While many vegetables do just fine with no support at all or simply crawling around in the mud like pumpkins and blue Hubbard squashes, others definitely benefit from trellising. As trellises are easy to build, this is not a problem at all. A simple trellis can be knocked together in 15 minutes or less from a few scraps of lumber and some wire fencing.
In fact, gardens which feature a fence six feet in height or better have a ready large ready-made trellis already in place.
Which vegetables benefit most from trellising?
Beans of course, specifically pole beans of any variety, wax, purple pod, Lima, green, French horticultural or any of the myriad other varieties available. Trellising keeps the beans out of the mire and muck, away from a number of pests and boosts them up into the sunlight where they can thrive. It also makes picking them much easier on the back.

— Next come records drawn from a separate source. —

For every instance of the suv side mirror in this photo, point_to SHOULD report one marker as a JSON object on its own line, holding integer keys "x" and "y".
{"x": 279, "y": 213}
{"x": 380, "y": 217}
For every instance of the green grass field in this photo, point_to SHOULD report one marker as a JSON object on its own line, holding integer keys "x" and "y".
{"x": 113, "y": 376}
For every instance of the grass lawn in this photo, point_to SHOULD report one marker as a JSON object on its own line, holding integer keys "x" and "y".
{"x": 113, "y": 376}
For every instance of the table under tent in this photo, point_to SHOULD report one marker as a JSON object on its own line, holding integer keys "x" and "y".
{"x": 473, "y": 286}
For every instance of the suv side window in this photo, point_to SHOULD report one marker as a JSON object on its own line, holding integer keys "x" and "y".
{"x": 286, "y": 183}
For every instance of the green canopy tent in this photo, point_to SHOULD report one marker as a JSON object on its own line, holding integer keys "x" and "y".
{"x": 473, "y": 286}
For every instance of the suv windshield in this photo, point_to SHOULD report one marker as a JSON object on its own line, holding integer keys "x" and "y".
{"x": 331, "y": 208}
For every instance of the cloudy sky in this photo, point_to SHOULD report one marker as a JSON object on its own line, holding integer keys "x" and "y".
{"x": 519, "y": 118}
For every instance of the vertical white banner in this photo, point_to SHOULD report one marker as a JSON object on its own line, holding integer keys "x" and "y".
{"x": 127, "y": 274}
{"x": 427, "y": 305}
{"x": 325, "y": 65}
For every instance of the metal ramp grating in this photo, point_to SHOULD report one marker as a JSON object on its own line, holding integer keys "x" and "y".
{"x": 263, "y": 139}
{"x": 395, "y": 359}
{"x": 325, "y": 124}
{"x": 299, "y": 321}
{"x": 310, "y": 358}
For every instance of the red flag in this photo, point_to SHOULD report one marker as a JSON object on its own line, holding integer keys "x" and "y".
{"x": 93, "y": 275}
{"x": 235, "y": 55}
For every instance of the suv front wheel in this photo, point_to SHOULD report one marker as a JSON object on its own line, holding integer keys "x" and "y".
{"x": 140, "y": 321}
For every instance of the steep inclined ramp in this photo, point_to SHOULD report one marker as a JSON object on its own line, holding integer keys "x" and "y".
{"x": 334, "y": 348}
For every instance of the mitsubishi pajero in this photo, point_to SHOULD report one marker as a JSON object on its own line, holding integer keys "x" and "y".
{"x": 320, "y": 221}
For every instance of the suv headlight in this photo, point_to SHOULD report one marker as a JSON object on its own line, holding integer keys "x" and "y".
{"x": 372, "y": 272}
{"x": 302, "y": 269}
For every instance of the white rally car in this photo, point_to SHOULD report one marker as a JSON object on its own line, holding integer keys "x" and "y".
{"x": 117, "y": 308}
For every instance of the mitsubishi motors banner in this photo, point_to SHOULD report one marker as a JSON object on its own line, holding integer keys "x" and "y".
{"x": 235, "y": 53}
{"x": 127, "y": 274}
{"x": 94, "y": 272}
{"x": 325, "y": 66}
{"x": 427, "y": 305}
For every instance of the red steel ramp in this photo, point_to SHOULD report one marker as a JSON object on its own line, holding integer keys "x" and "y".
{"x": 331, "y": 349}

By the way, for an eye opening tour through the wide world of beans visit the Vermont Bean Seed Company web site and be amazed.
As with beans, so it is with peas. Peas are natural climbers and need little encouragement to scramble up the rigging like a sailor up the ratlines of a ship. Some pea varieties are touted as bush peas, requiring no support but even these will benefit from trellising in terms of yield and ease of picking.
Cucumbers are a must for a trellis, and a tall one at that. Some cucumber varieties will climb to second floor windows if support is provided. Trellising produces a better formed longer and more slender cucumber which is uniformly green and again, keeps them out of the muck and away from pests.
Gourds and smaller squashed like acorn and some butternuts benefit from trellising although they will grow satisfactorily on the ground. Avoid trying this with big fellows like blue Hubbards or pumpkins, they will take to the trellis or fence like champs but the squash are too heavy; they will either pull free from their great weight or even damage the fence.
Besides, in black bear country the sight of a pumpkin right up against the fence may prove irresistible and the result will be a flattened fence and a happy, if somewhat fat, bear.
Smart trellising actually increases the total growing area available in the garden as vertical as well as horizontal space is now being utilized.
Be sure to position trellised plants on the north side of the garden, so that they will not shade other, shorter plants and inhibit their growth.
And now you know which veggies to trellis. Pick up some 2” X 3”s, staples, screws and chicken wire and prepare to take your vegetables vertical with a trellis!